JMJD6 regulates production of citric acid cycle intermediates and NTP

a. Heatmap showing the metabolites differentially expressed in SK-N-AS cells (n=5) after JMJD6 knockout (n=5) based on LC-MS/MS analysis.

b. Pathway analysis of metabolites downregulated by JMJD6 knockout.

c. Pathway cartoon showing the connections of TCA, glycolysis, glutaminolysis, and β-oxidation.

d. Correlation of metabolite abundance with JMJD6 dependency. The positive correlation indicates that the higher the abundance of metabolites, the more resistance of cells to JMJD6 knockout. On the contrary, the negative correlation indicates the higher the abundance of metabolites, the more sensitive of cells to JMJD6 knockout.

JMJD6-GAC pathway regulates the response of neuroblastoma cells to indisulam treatment

a. Spearman correlation of effects of JMJD6 knockout and RBM39 knockout demonstrating the co-dependency of JMJD6 and RBM39 from DepMAP CRISPR screening data (n=1086). Each dot represents one cell line.

b. GSEA analysis for indisulam sensitive vs resistant neuroblastoma cell lines based on CTD2 (Cancer Target Discovery and Development) data showing histone lysine demethylase gene signature is the one that is significantly associated with indisulam response.

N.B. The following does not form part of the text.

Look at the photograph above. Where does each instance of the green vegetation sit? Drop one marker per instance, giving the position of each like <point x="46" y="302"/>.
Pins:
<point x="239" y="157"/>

c. Heatmap from GSEA (b) showing the individual genes in indisulam sensitive and resistant cells.

d. JMJD6 expression in indisulam sensitive and resistant neuroblastoma cells. p value calculated by student t test.

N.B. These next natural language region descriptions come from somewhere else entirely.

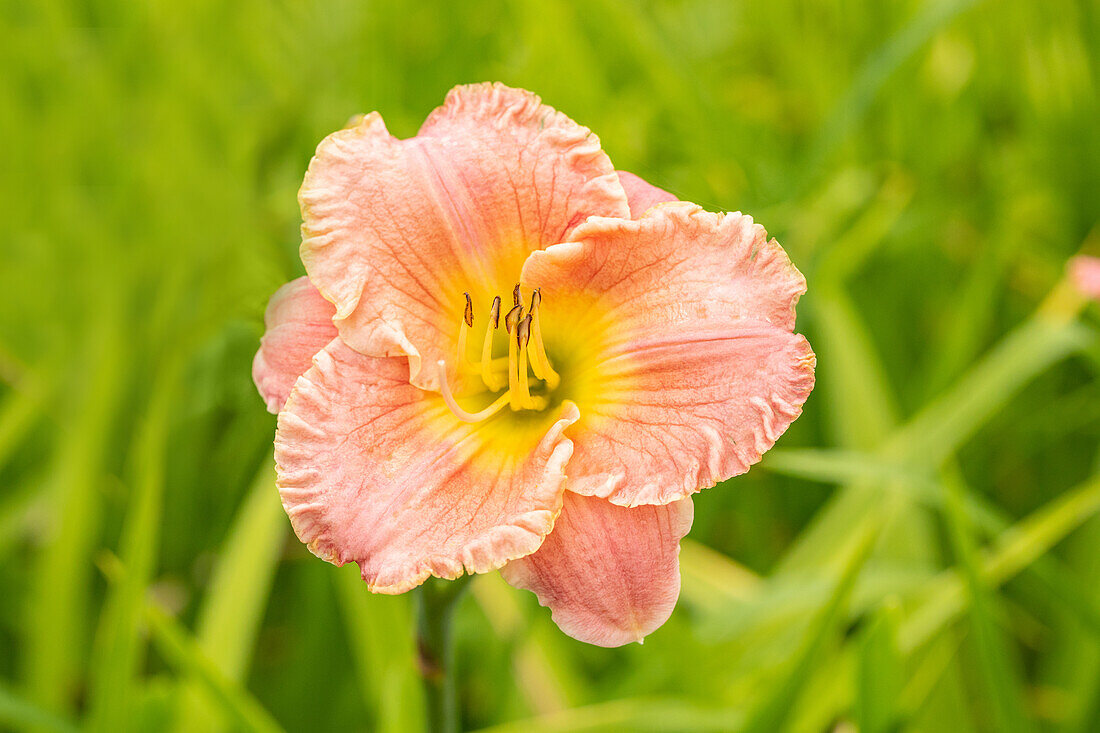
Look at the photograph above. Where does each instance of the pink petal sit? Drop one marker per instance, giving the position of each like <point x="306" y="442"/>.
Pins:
<point x="682" y="409"/>
<point x="376" y="471"/>
<point x="1085" y="274"/>
<point x="298" y="325"/>
<point x="699" y="373"/>
<point x="608" y="575"/>
<point x="641" y="195"/>
<point x="677" y="263"/>
<point x="396" y="230"/>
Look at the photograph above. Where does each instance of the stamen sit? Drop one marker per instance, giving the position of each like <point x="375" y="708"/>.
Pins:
<point x="512" y="323"/>
<point x="540" y="364"/>
<point x="523" y="336"/>
<point x="453" y="405"/>
<point x="494" y="320"/>
<point x="468" y="320"/>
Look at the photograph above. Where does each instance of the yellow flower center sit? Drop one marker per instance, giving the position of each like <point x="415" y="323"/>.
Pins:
<point x="526" y="361"/>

e. Western blot showing JMJD6 knockout in SK-N-AS cells using indicated antibodies.

f. Colony formation of SK-N-AS cells in triplicates with or without JMJD6 knockout treated with different concentrations of indisulam for 7 days, stained with crystal violet. N=3 per group.

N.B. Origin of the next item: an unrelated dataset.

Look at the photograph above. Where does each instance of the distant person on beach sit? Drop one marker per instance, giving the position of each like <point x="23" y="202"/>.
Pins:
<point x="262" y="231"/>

g. Quantification of cell density by using ImageJ software from f. ns=not significant. ** p<0.001, ***p<0.0001

h. Western blot showing JMJD6 knockout in BE2C cells using indicated antibodies.

i. Colony formation of BE2C cells in triplicates with or without JMJD6 knockout treated with 100nM of indisulam for 5 days, stained with crystal violet. N=3 per group.

j. Quantification of cell density by using ImageJ software from f. ns=not significant. ** p<0.001, ***p<0.0001

k. Colony formation of BE2C cells in triplicates with KGA and GAC overexpression treated with 250nM of indisulam for 5 days, stained with crystal violet. N=3 per group.

l. Colony formation of SK-N-AS cells in triplicates with KGA and GAC overexpression treated with 100nM of indisulam for 7 days, stained with crystal violet.

m. Quantification of cell density by using ImageJ software from k. * p<0.01, **p<0.001

n. Quantification of cell density by using ImageJ software from l. **p<0.001

Working mechanism of JMJD6 in MYC-driven neuroblastoma.

Overactive MYC drives high-load of gene transcription, enhanced protein synthesis and high rate of metabolism, leading to detrimental cellular stresses and consequent cell death (Model a). However, when 17q is amplified, high levels of JMJD6 and other proteins encoded by 17q genes physically interacts with the splicing and translational machineries, enhancing pre-mRNA splicing of metabolic genes such as GLS and inhibiting global protein synthesis, respectively, leading to reduced detrimental stresses and enhanced cancer cell survival and tumorigenesis (Model b). The high levels of JMJD6 predicts high dependency of RBM39, which are more sensitive to indisulam treatment.